Robustness describes the property of a system to maintain its functionality under perturbations either of the system itself or of environmental parameters. Whereas biological systems are inherently robust against a large variety of perturbations, it requires considerable effort to realize robustness in technical systems. Evolutionary design methods allow to incorporate robustness effi ciently into the optimization process. We apply such a framework successfully to a wide spectrum of applications. The importance to consider robustness early in the system optimization process can be demonstrated even for simple test functions for which the topology of the search space changes with the variance of the expected variations.

 

Whereas robustness describes the invariance of the system, evolvability describes a seemingly opposing property, i.e. the fl exibility of the system to change and to adapt to new constraints and criteria. Current research analyses the correlation and inter-dependency of these properties and how both can be achieved in practical optimization. The observation that often robustness of a system is necessary to achieve evolvability indicates that concurrent optimization of both criteria is possible. 

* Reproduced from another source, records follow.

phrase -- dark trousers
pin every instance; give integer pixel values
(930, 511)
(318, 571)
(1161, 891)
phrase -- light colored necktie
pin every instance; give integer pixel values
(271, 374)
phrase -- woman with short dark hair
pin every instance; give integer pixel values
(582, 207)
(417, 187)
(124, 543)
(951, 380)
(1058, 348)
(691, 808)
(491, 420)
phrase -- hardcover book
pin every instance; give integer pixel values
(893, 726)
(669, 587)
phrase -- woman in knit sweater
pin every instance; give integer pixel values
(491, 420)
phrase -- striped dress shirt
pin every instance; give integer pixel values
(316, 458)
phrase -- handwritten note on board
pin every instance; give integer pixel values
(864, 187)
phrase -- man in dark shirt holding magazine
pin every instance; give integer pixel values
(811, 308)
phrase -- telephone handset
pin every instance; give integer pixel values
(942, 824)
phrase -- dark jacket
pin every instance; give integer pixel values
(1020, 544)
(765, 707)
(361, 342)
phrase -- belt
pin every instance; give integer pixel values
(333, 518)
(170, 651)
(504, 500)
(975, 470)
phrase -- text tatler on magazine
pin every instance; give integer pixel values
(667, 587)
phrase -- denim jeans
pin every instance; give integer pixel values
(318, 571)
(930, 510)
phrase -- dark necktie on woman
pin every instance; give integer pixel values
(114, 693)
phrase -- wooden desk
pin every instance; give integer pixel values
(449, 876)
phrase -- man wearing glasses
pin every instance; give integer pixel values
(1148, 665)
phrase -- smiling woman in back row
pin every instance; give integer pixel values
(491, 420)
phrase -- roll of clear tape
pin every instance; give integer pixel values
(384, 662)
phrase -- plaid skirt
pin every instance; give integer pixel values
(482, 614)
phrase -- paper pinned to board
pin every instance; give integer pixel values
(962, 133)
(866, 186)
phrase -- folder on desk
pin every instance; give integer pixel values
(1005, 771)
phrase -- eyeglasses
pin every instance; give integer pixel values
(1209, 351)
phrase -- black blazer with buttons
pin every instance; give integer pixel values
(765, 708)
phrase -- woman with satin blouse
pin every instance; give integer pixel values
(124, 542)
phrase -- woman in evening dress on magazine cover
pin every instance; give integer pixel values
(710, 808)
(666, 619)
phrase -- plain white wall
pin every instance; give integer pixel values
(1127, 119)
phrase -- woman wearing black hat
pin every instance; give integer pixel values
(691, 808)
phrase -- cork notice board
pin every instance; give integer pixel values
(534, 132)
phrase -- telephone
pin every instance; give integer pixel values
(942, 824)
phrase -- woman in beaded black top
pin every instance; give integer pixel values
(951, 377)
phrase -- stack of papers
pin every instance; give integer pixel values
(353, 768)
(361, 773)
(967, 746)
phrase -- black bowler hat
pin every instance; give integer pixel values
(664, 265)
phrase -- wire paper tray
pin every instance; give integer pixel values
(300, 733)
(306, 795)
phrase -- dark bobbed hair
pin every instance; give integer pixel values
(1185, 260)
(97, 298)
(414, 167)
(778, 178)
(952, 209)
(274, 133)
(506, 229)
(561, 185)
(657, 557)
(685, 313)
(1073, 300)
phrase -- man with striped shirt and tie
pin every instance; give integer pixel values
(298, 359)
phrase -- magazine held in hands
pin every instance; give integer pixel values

Data mining and knowledge retrieval

Dependencies and interactions between system parts are not only challenging for design optimization, but are also the biggest obstacles for the analysis and for a detailed understanding of the generated systems. We research engineering data analystics and knowledge retrieval methods in order to support the analysis of complex systems.


Active sampling as well as the utilization of data from different sources (e.g. design optimization experiments or design processes by engineers) are the basis for data mining algorithms acting on various properties like surface representations, flow field pressure gradients and general network structures. In this way, we are able to detect global sensitivities, modules and interactions of multiple parameters determining the design properties. Besides providing important information for an improved understanding of the system, the analysis can also reveal necessary information to adapt the representation or algorithmic parameters for future design optimizations.